5. The City, a news site covering New York, reports that food delivery drivers in NYC have won a substantial wage increase. This victory caps off a 3-year long campaign by Los Deliveristas Unidos, and makes New York the “first major U.S. city to establish and implement pay requirements for delivery workers.” These workers currently take home about $11 per hour; this will go up to $17.96 an hour starting July 12th, and will increase to $19.96 per hour by 2025.

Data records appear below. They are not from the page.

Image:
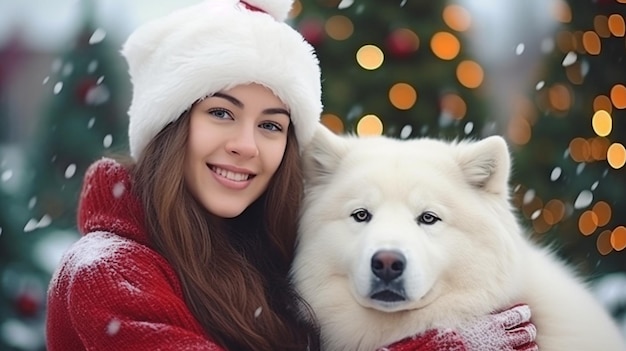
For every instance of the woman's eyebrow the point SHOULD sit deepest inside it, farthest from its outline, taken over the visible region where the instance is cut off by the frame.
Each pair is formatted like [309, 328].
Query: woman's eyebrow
[233, 100]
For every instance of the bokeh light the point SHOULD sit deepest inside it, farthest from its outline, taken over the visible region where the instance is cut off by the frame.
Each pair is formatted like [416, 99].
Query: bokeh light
[445, 45]
[402, 96]
[470, 74]
[333, 122]
[591, 42]
[602, 123]
[457, 17]
[616, 25]
[561, 11]
[369, 125]
[616, 155]
[370, 57]
[618, 96]
[339, 27]
[618, 238]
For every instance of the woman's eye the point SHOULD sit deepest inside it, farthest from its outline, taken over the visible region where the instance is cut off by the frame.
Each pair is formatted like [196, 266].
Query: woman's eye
[361, 215]
[220, 113]
[271, 126]
[428, 218]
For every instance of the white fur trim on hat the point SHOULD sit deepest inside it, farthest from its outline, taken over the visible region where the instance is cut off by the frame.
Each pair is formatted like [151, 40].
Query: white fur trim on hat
[216, 45]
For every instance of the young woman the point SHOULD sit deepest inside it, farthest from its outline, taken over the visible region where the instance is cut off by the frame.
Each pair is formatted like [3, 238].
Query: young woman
[187, 246]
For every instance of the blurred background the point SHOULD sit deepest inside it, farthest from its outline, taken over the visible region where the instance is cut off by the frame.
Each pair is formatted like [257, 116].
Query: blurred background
[548, 75]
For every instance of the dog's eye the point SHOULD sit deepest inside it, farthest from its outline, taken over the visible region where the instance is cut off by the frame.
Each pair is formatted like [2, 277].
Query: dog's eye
[428, 218]
[361, 215]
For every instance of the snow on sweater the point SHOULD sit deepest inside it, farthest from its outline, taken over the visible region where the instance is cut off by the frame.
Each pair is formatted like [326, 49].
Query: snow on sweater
[112, 291]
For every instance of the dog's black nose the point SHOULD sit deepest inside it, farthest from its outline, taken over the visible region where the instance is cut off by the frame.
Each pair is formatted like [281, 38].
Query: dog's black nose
[388, 264]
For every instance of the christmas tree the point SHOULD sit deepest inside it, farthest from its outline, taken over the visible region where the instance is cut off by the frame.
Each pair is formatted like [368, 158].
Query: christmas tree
[547, 75]
[424, 68]
[84, 118]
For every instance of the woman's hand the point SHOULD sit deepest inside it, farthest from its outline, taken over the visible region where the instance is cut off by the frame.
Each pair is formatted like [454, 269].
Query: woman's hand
[509, 330]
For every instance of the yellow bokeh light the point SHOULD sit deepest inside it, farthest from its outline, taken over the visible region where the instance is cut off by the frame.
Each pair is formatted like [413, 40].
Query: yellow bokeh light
[453, 105]
[369, 125]
[339, 27]
[618, 96]
[333, 123]
[470, 74]
[574, 73]
[402, 96]
[617, 25]
[603, 243]
[616, 155]
[591, 43]
[603, 213]
[540, 226]
[587, 223]
[370, 57]
[457, 17]
[561, 11]
[445, 45]
[602, 123]
[602, 102]
[618, 238]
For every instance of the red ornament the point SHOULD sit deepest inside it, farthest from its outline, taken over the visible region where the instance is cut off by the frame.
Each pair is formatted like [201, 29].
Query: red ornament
[27, 305]
[312, 30]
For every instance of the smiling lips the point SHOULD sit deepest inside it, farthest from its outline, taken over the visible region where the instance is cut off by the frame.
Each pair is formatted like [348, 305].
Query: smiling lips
[230, 179]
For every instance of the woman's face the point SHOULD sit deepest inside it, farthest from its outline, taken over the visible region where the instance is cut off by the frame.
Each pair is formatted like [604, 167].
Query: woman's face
[237, 140]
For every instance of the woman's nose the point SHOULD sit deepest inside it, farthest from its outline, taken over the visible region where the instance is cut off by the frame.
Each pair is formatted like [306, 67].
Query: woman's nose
[243, 143]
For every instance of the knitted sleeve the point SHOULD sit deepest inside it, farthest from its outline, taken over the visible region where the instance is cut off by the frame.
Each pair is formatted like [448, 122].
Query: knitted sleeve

6. In a surprise decision last week, the Supreme Court voted five-four in favor of Black voters in Alabama who argued the state had unlawfully diluted their voting power, POLITICO reports. Over a quarter of Alabama residents are Black, but the state crammed most Black Alabamians into a single congressional district following the 2020 census, running afoul of the Voting Rights Act. Many expected the ultra-conservative court to reject the challenge and further hollow out the VRA; instead, this ruling could significantly augment the chances of Democrats retaking the House in 2024.

7. In Afghanistan, the Taliban has instituted a “highly successful” ban on opium. To cite one example, “In Helmand, by far Afghanistan’s largest opium-producing province, the area of poppy cultivation was cut from over 129,000 hectares in 2022 to only 740 as of April 2023.” However, some in the West – including the US Institute for Peace – believe this could have disastrous implications for the Afghan economy. It remains to be seen whether the new government can find a viable economic alternative fast enough to offset these losses. The Taliban had previously banned opium cultivation when they held power in 2000 and 2001, and achieved a 90% reduction at that time.

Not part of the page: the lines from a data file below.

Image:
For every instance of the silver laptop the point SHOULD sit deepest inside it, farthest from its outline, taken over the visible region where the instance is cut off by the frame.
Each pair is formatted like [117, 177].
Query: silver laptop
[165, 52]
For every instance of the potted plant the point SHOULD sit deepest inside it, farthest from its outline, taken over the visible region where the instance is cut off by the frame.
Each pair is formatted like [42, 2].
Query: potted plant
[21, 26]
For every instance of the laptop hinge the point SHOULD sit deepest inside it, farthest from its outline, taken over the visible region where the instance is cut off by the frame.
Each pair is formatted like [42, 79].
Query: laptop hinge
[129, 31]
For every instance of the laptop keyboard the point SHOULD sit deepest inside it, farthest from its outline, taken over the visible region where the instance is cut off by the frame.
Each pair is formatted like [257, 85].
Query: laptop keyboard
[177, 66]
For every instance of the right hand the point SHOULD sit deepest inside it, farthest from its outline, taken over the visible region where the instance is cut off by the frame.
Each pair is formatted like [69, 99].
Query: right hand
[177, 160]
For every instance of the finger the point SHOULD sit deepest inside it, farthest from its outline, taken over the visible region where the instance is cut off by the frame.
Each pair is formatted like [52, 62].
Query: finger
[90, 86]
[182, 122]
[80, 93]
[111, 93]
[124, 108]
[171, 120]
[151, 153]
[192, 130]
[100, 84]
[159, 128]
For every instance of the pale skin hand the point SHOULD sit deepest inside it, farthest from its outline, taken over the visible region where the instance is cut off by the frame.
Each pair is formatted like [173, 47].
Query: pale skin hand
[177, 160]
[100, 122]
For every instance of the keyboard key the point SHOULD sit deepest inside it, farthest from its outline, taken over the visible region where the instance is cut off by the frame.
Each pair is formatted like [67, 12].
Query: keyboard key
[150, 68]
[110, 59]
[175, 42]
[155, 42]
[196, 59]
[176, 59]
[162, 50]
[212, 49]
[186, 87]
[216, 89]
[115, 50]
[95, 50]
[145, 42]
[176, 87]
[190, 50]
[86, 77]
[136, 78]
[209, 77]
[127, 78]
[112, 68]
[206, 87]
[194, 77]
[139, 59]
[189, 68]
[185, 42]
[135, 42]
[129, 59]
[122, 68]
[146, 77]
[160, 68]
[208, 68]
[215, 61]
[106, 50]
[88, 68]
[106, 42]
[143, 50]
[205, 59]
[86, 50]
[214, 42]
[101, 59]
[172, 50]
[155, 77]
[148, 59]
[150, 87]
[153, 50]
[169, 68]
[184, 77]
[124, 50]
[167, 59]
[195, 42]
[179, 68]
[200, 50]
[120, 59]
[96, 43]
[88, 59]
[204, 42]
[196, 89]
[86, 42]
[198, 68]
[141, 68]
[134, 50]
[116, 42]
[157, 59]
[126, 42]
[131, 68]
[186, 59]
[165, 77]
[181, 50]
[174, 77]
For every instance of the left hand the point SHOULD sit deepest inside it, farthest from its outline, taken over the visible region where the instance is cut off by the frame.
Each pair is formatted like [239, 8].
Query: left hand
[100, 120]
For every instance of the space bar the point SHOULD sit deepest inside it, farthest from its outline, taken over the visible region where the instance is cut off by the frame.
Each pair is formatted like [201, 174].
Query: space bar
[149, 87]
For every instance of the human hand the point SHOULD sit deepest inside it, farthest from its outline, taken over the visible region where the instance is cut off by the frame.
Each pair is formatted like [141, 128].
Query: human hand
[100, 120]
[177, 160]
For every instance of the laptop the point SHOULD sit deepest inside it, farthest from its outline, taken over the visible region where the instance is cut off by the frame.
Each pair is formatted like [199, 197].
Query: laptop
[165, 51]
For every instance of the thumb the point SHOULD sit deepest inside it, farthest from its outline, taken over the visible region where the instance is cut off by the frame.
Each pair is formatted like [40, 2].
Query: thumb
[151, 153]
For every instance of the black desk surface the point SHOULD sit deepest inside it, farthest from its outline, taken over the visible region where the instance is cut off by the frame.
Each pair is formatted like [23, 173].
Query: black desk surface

8. New York Governor Kathy Hochul is again licking her wounds after her nominee for the New York Power Authority was blocked by the State Senate, in a similar fashion as her nominee for the New York Court of Appeals, the highest court in the state. Justin Driscoll, whom Hochul had appointed on an interim basis and was seeking to appoint permanently, raised red flags with New York Senate Democrats due to his ingratiation in conservative politics – Driscoll is a registered Republican who has ties to figures like Chris Christie and John Cornyn. Driscoll also opposed the Build Public Renewables Act and has been embroiled in accusations of racial discrimination during his time as general counsel for the Power Authority. On June 9th, POLITICO reported that Senate Democrats will not schedule a vote for Driscoll.

9. Projectionists at an Alamo Drafthouse movie theater in New York City have filed an NLRB petition to unionize. However, instead of coming to the negotiating table, the theater chain sent out an internal email “notifying staff of the company's intention to do away with the projectionist position and replace it with a more expansive ‘technical engineer’ role.” This reflects how the struggle for labor rights in entertainment goes far beyond Hollywood writers and actors. This from 1010 Wins.

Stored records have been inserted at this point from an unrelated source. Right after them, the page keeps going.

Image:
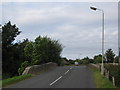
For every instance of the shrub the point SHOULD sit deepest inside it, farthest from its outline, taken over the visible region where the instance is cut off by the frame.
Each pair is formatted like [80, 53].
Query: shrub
[23, 66]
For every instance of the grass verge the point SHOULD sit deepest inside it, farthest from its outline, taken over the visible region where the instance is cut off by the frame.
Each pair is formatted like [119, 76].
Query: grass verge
[15, 79]
[100, 80]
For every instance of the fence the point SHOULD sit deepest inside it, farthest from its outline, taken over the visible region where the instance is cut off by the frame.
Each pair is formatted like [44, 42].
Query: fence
[107, 73]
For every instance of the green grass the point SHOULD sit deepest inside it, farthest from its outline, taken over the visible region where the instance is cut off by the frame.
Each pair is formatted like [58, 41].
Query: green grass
[100, 80]
[15, 79]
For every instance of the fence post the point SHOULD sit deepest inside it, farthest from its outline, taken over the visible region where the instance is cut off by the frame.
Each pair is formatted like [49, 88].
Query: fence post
[113, 80]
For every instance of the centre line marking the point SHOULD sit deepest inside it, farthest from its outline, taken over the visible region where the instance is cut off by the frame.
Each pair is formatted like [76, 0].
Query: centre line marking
[56, 80]
[67, 71]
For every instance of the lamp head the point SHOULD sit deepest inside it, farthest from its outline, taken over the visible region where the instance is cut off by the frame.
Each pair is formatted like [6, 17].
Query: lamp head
[93, 8]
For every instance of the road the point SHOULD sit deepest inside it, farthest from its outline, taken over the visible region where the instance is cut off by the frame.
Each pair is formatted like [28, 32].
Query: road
[60, 77]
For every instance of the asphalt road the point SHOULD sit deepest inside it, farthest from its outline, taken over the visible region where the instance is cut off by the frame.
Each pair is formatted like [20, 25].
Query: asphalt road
[60, 77]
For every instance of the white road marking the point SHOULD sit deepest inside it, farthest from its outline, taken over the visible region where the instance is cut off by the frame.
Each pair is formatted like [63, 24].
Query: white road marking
[56, 80]
[67, 71]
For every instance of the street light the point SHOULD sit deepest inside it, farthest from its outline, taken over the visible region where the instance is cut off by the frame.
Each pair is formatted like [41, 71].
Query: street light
[102, 66]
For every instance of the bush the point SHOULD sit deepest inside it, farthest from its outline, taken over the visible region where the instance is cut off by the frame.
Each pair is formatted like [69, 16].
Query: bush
[44, 50]
[23, 66]
[114, 71]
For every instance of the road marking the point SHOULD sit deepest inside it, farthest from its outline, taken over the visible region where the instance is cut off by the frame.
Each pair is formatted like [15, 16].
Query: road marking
[71, 68]
[67, 71]
[56, 80]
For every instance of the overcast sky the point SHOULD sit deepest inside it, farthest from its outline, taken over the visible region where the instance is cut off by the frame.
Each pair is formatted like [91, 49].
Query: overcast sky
[76, 26]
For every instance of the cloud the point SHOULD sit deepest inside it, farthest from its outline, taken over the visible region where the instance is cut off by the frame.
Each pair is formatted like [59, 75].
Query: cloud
[76, 26]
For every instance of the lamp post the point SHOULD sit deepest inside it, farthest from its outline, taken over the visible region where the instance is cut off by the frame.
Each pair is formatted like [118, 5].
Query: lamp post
[102, 65]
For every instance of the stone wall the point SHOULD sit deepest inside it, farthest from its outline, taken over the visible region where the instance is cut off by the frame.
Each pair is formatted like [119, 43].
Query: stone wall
[36, 69]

10. Last week, Henry Kissinger – President Nixon’s controversial National Security Advisor and alleged war criminal – celebrated his 100th birthday. The Real News Network reports that this centennial bash was attended by some of the most prominent diplomatic figures in the country, including Secretary of State Anthony Blinken and head of the international development agency USAID, Samantha Power. Jonathan Guyer of VOX, documented many other attendees as well, including Larry Summers, Robert Kraft, General David Petreaus, CIA Director Bill Burns, and Michael Bloomberg. The gang’s all here!